Panther DAO is a community governed decentralized autonomous organisation (DAO), that votes on specific Panther Improvement Proposals, set budgets and configures token economics within the Panther ecosystem. This will become more important over time as we see the community eventually taking over the running of the protocol and determining future directions.
The Panther Token ($ZKP)
The Panther Token ($ZKP) is a finite supply, privacy-preserving gas token. It is used to pay for fees within the Panther ecosystem, and it represents a right to participate in Panther governance, voting on Panther Improvement Proposals (PIPs).
The initial supply of ZKP will be approximately 10% of the total tokens. The maximum supply of ZKP is 1B tokens. The maximum supply is expected to be hit over a 12-year time frame.
We will release a much more detailed article about the components described above for an in-depth understanding of the protocol and its components.
Building other projects on top of the protocol
The Panther Foundation and later the Panther DAO will offer development grants to attract development teams to contribute and build on Panther Protocol. Our goal is to enable collaboration, cross-pollination of ideas, and to foster a developer community around the project. The project will have a fully documented and developer-friendly public interface to allow for easy integration of projects and teams.
Meet the Panther Founders
Panther Protocol is founded by seasoned blockchain OGs, Oliver Gale (CEO) and Dr Anish Mohammed (CTO).
Oliver Gale has been in crypto since 2013 and has been a director and advisor for numerous successful blockchain ventures. He is a CBDC pioneer having launched the first CBDC in the world, in the Caribbean.

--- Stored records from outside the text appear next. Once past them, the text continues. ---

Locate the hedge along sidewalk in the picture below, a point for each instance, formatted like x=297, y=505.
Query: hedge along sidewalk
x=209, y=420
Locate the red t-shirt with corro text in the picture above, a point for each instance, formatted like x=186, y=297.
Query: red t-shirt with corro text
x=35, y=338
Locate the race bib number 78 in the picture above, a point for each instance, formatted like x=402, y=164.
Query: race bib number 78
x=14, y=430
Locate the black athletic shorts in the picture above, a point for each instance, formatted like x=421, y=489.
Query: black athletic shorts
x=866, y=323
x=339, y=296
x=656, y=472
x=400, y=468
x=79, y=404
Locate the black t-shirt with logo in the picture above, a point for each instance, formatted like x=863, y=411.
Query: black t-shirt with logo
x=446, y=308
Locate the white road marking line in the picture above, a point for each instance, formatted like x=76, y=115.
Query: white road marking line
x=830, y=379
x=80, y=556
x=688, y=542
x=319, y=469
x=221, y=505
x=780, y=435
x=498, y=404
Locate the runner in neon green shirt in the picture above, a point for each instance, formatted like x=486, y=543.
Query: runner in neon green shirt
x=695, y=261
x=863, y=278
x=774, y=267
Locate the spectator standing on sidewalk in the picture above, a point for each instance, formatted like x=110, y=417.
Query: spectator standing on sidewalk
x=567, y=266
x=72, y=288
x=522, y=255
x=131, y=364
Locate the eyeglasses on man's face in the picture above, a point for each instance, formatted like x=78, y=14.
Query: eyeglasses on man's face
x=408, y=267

Over the last 9 years, he has championed policy-making discussions and thought leadership in many institutions including the United Nations, IMF and numerous central banks and governments. He has taken various roles of CFO, CPO, President and CEO of startups which have gone on to successfully build and deploy mobile wallets, cryptocurrency exchanges, digital securities marketplaces, quantitative trading systems, credit platforms and AML compliance tools.
Anish Mohammed has spent two decades in security and cryptography. Half his career was spent researching cryptographic algorithms and protocols at three different research groups including Microsoft Research. He has advised and worked for various banks and financial institutions including AIB, HSBC, Lloyds and Zurich.
He was also an early advisor to Ripple (2013) and Ocean Protocol and reviewer of the Ethereum Orange paper. He was one of the founding members of the UK Digital Currency Association. He has been involved in designing or auditing half a dozen blockchain protocols and more than a dozen distributed applications. He is an adjutant faculty at Harbour Space and the head of research at the Information Sciences Institute at SRH Berlin.
Here’s our roadmap:
Panther Protocol is an open-source endeavour
Panther will be fully open source. The code is currently under development and will be published on GitHub: https://github.com/pantherprotocol .
Panther is a decentralized protocol that enables interoperable privacy in DeFi using zero-knowledge proofs.
Users can mint fully-collateralized, composable tokens called zAssets, which can be used to execute private, trusted DeFi transactions across multiple blockchains.
Panther helps investors protect their personal financial data and trading strategies, and provides financial institutions with a clear path to compliantly participate in DeFi.